Inner-loop call (model → llama-swap)¶

Plain OpenAI-compatible chat completion with tools=auto. The slim 4 B model decides whether to answer directly or emit a tool_calls array.

Escalation call (Tier1Slim → bridge)¶

POST {BRIDGE_URL}/api/voice/escalate
Content-Type: application/json

{
  "tool": "<tool_name>",
  "args": {"query": "..."} | {"question": "..."} | {"name": "..."} | {},
  "session_id": "<xiaozhi session id>"
}

Response:

{"result": "<short string, truncated to 1000 chars>"}

memory_lookup and think_hard block until the result arrives. play_song and take_photo block too but the bridge returns quickly because the side effect is dispatched downstream.

Memory side channel¶

Two fire-and-forget POSTs run alongside escalation:

POST /api/voice/remember — {"fact": "...", "session_id": "..."}. Triggered when the model emits a [REMEMBER: ...] marker inside the final reply.
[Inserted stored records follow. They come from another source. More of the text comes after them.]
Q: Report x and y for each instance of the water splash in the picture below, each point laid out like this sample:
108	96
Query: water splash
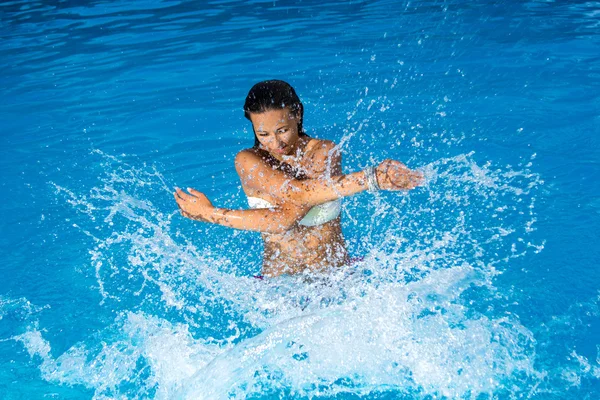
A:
404	319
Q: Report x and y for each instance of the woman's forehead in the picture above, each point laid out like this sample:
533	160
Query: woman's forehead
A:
271	117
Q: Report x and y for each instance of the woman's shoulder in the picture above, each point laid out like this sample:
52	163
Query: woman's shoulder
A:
320	147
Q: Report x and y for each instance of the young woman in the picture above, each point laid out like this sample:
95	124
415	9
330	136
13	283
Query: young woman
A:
294	185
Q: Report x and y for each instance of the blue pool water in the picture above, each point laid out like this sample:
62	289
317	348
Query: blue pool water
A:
483	284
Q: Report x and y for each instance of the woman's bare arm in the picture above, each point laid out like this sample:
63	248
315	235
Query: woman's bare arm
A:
279	219
257	174
295	197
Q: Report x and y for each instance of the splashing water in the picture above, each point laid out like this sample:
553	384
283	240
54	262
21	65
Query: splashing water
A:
420	315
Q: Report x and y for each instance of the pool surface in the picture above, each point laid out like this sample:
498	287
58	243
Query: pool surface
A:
483	284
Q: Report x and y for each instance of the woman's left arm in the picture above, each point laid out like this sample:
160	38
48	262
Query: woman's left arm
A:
279	219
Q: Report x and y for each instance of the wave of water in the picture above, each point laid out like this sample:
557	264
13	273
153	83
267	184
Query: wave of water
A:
420	315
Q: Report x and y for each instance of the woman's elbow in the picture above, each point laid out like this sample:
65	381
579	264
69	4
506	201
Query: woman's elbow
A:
282	226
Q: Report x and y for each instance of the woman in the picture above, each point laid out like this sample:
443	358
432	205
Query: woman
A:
294	185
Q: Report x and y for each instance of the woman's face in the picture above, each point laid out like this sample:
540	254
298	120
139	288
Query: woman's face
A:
277	131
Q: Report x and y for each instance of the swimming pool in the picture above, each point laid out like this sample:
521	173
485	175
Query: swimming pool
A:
483	284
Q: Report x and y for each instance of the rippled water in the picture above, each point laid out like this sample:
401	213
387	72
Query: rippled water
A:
483	284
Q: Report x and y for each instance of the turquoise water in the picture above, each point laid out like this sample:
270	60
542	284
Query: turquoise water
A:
483	284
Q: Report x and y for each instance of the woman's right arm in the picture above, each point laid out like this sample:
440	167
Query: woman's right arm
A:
258	175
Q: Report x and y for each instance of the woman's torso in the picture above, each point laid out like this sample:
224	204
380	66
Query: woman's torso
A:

The marker is stripped before TTS.
POST /api/voice/memory_log — {"user": "...", "assistant": "...", "session_id": "..."}. Logs the turn so ZeroClaw can index it for future memory_lookup calls. Posted at end-of-turn.

Both have 2 s timeouts and never raise — failures log and continue.

Configuration¶

Provider block in .config.yaml:

selected_module:
  LLM: Tier1Slim

LLM:
  Tier1Slim:
    type: tier1_slim
    url: <LLAMA_SWAP_URL>          # e.g. http://192.168.1.67:8080/v1
    api_key: <LLAMA_SWAP_KEY>      # any string; llama-swap doesn't enforce
    model: qwen3.5:4b
    max_tokens: 256
    temperature: 0.7
    timeout: 60
    persona_file: personas/dotty_voice.md

Environment variables (read by the bridge for smart-mode flips):

Variable	Default	Purpose
`DOTTY_VOICE_PROVIDER`	`zeroclaw`	Set to `tier1slim` to enable the hot-swap path.
`TIER1SLIM_LOCAL_URL`	`http://localhost:8080/v1`	Inner-loop endpoint when smart_mode is OFF.
`TIER1SLIM_LOCAL_MODEL`	`qwen3.5:4b`	Model name on the local endpoint.
`TIER1SLIM_LOCAL_API_KEY`	`dotty-voice`	Sent as `Authorization: Bearer …`. llama-swap ignores.
`TIER1SLIM_CLOUD_URL`	`https://openrouter.ai/api/v1`	Endpoint when smart_mode is ON.
`TIER1SLIM_CLOUD_API_KEY`	(unset; falls back to `OPENROUTER_API_KEY`)	Required for OFF→ON smart-mode flip.
`SMART_MODEL`	`anthropic/claude-sonnet-4-6`	Model name when smart_mode is ON.
`BRIDGE_URL`	`http://localhost:8080`	Where Tier1Slim posts escalations.
`BRIDGE_TIMEOUT_SHORT`	`5` (s)	Timeout for `memory_lookup` etc.
`BRIDGE_TIMEOUT_LONG`	`30` (s)	Timeout for `think_hard`.

Persona handling¶

Tier1Slim uses a single small system prompt (personas/dotty_voice.md by default) and discards xiaozhi-server's top-level prompt: block. The 4 B chat template only honours one system message, and xiaozhi's default prompt is sized for the ZeroClawLLM agentic path — concatenating both starves the small model's attention. If no persona_file is set, Tier1Slim falls back to merging the dialogue's system messages.

The emoji + English rules are appended per turn via build_turn_suffix(KID_MODE) (custom-providers/textUtils.py). Same set as elsewhere: 😊😆😢😮🤔😠😐😍😴. Fallback prefix is 😐.